Throughout the study period, both centers followed comparable institutional protocols for the acute management of pediatric SE, and no major protocol-level changes affecting benzodiazepine escalation strategy were implemented.
The study protocol was approved by the Tepecik Training and Research Hospital Ethics Committee (Approval No: 2022/02-18). Given the retrospective nature of the study and the use of de-identified data, informed consent was waived. All procedures were conducted in accordance with the Declaration of Helsinki and relevant national ethical standards.
2.2. Study Population
During the study period, 163 children were evaluated for SE. After applying predefined eligibility criteria, 63 patients with first-episode SE were included in the final analysis. Clinical, demographic, and treatment-related data were extracted from electronic medical records, including seizure characteristics, timing of therapeutic interventions, in-hospital course, and follow-up outcomes. Data extraction was performed by investigators who were not involved in outcome assessment, thereby minimizing the risk of outcome-driven abstraction bias.

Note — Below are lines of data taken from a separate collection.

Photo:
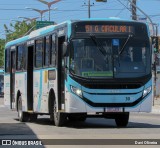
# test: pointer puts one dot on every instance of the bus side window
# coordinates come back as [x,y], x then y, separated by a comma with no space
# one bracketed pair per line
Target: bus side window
[47,46]
[53,51]
[39,53]
[7,60]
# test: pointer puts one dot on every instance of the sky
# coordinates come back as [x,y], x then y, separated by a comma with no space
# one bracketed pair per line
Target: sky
[10,10]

Patients were eligible for inclusion if they were between 0 and 18 years of age, experienced a first episode of SE between 2008 and 2022, and were managed with continuous midazolam infusion according to standardized institutional protocols. SE was defined in accordance with the 2015 International League Against Epilepsy (ILAE) criteria, incorporating both t1 and t2 time thresholds. Only patients with complete clinical documentation, including seizure onset time and infusion initiation time, and a minimum follow-up duration of two years for epilepsy outcome assessment were included.

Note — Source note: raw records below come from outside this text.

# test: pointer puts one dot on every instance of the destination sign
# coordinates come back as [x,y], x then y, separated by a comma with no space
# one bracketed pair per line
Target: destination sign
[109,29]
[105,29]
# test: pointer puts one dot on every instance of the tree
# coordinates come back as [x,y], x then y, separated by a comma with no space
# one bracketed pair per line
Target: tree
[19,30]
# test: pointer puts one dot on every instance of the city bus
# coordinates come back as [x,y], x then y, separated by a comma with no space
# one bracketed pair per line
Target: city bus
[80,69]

Patients were excluded if they had a prior diagnosis of epilepsy or previous unprovoked seizures, acute head trauma as the etiology of SE, neonatal SE occurring within the first 28 days of life, incomplete clinical or follow-up data, or if initial seizure management occurred outside the study centers before referral.
2.3. Definition and Classification of Status Epilepticus
Status epilepticus was defined according to the 2015 ILAE classification, which distinguishes between two critical time points: t1, representing the time at which treatment should be initiated to prevent seizure persistence, and t2, indicating the time beyond which there is a high risk of neuronal injury or network reorganization. For generalized tonic–clonic SE, t1 was considered approximately 5 min and t2 approximately 30 min.

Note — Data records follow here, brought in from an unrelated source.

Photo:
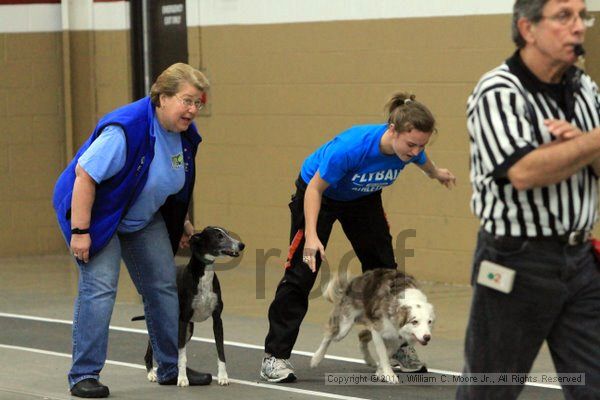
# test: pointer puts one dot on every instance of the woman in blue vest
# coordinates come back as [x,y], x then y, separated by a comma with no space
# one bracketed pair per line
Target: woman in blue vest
[342,181]
[125,195]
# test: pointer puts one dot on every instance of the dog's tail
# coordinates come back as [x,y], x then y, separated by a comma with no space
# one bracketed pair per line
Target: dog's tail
[335,289]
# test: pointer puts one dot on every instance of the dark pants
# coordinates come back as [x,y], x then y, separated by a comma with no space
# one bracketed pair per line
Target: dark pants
[556,297]
[365,225]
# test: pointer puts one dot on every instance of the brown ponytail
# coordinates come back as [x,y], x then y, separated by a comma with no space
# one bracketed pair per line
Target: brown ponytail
[406,113]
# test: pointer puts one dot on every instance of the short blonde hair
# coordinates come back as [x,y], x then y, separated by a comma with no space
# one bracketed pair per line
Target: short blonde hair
[169,81]
[406,113]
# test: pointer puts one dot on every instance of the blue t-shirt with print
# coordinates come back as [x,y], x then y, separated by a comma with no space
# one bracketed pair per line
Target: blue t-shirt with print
[166,175]
[353,164]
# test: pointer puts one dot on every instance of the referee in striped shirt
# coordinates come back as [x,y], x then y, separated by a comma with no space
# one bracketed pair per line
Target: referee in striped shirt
[534,126]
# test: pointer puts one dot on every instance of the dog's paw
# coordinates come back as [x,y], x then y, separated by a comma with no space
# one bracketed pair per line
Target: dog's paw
[387,376]
[315,361]
[182,381]
[370,362]
[152,375]
[223,379]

Seizure onset time was determined retrospectively using the earliest documented time point available in the medical record. This was based on caregiver or witness reports for out-of-hospital seizures, Emergency Medical Services (EMS) documentation when applicable, or emergency department triage records. Prehospital seizure duration was included when documented. EEG-confirmed seizure onset was not routinely available due to the emergency context and is acknowledged as a limitation. When multiple sources were available, a hierarchical approach was applied (witness report → EMS documentation → emergency department triage record). In cases of minor discrepancies between sources, the earliest concordant time point was used to minimize systematic delay bias.
2.4. Treatment Protocol
All patients were managed according to institutional protocols consistent with the American Epilepsy Society (AES) guidelines for convulsive SE. Initial stabilization included airway protection, hemodynamic monitoring, blood glucose assessment, and establishment of intravenous or intraosseous access.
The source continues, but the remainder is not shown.